Estou entre os que acham que neste país tão extenso a gente nunca devia ter acabado com os trens. Tenho saudades de quando fiz Rio-São Paulo de trem. Aí talvez tenhamos sofrido a “pressão” da vanguarda tecnológica americana de então, e erro do Juscelino. O artigo tem considerações justas sobre nosso etanol, mas não creio que foi por culpa da indústria automobilística nos países de vanguarda tecnológica que ele não avançou mais. Culpa nossa mesmo, e, de novo, “perdemos o bonde”, pois já se pode comprar um carro elétrico por menos de 150 mil reais, que está chegando da China, hoje a vanguarda dos carros elétricos. Claro que não se deve subsidiar o carro elétrico, há coisa muito mais essencial precisando de subsídio aqui no país. Nem é necessário: de janeiro a maio deste ano, enquanto o mercado total de automóveis e comerciais leves caiu 18%, no segmento de elétricos e híbridos ele aumentou 57,7%. Nesse país campeão de acidentes de trânsito por falha do motorista, ninguém se preocupou com a eventual perspectiva de virar churrasco. O que eu gostaria mesmo é de “trem-bala”. Mas nisso também os campeões hoje estão na China.
Helga,
A opção pelo automóvel foi feita pelos países centrais. Falar em “erro de Juscelino” encerra certo exagero. A oferta de capital externo, na era JK, era tentadora. O Brasil era o “país do futuro” e necessitava de poupança externa. O mercado (brasileiro e latinoamericano) era oportunidade para esses capitais. O espírito de Vargas era forte presença, assim como a influência intelectual da Cepal. Industrialização era um imperativo. E o automóvel já era sonho de consumo no Ocidente. O erro estratégico brasileiro foi privilegiar rodovias, sem “ver” o longo prazo, projetando-se um sistema multimodal de transporte. O automóvel foi a cereja no bolo. Juscelino, com perfil de sonhador, foi o cara na presidência.
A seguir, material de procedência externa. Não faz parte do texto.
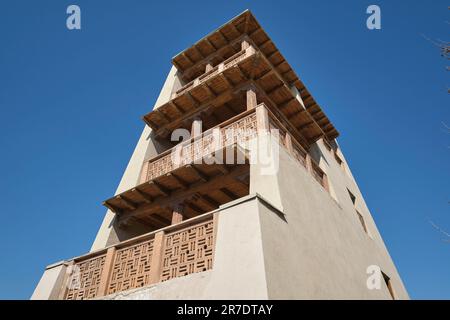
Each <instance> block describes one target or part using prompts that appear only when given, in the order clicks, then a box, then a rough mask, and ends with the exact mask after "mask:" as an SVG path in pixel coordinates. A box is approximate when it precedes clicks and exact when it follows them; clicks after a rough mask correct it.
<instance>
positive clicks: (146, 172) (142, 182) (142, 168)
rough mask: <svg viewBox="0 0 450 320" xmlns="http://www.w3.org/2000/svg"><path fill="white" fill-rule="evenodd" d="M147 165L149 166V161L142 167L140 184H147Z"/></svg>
mask: <svg viewBox="0 0 450 320" xmlns="http://www.w3.org/2000/svg"><path fill="white" fill-rule="evenodd" d="M149 165H150V161H145V162H144V164H143V165H142V170H141V179H140V182H141V183H144V182H147V176H148V166H149Z"/></svg>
Ao fazer da indústria automotora o principal vetor do desenvolvimento econômico, os países centrais demonstraram total ausência de visão de longo prazo. Construíram um progresso que doentiamente colaborou para tornar a Terra insustentável e acelerou um contraproducente fenômeno, o Aquecimento Global, produzido pela queima de combustíveis fósseis.
Ao Brasil – novamente – também faltou visão de longo prazo, na década de 80 do século passado, que reservasse ao etanol um papel destacado no suprimento energético da frota nacional automotora – nisso concordamos.
A Europa e demais líderes do Atlântico Norte também refugaram o etanol, cingindo-se aos veículos elétricos a bateria, como objetivo a ser alcançado via aplicação de vastos incentivos, destacando-se os dirigidos aos adquirentes destes veículos. Como emissão de gases estufa total, esses veículos superam os próprios carros a gasolina, cujos impactos no Aquecimento Global viriam a ser supostamente zerados. Do ponto de vista privado, tornam-se viáveis com pesados subsídios. A explicação para tal comportamento dessas lideranças, mantemos, tem a ver com razões estratégicas.
Adriano Dias e Tarcisio Patricio
Artigo muito bom, Adriano e Patrício. Faltou, talvez, lembrar que antes de se ter o veículo a etanol, o processo anterior depende em boa medida do uso de combustíveis fósseis. A solução quiçá se encontre numa vida mais frugal, de menos consumo. O que é uma tarefa gigantesca, haja vista que a nossa é uma “sociedade de consumo”. Que só faz pipocar a pegada ecológica, levando ao “overshoot” (William Rees) da extração de recursos e lançamento de dejetos na natureza, além da capacidade regenerativa e assimilativa do planeta. Verdadeira raiz (meta-problema que é) do aquecimento global, acidificação dos oceanos, perda de biodiversidade, etc. Receita para um colapso ambiental global.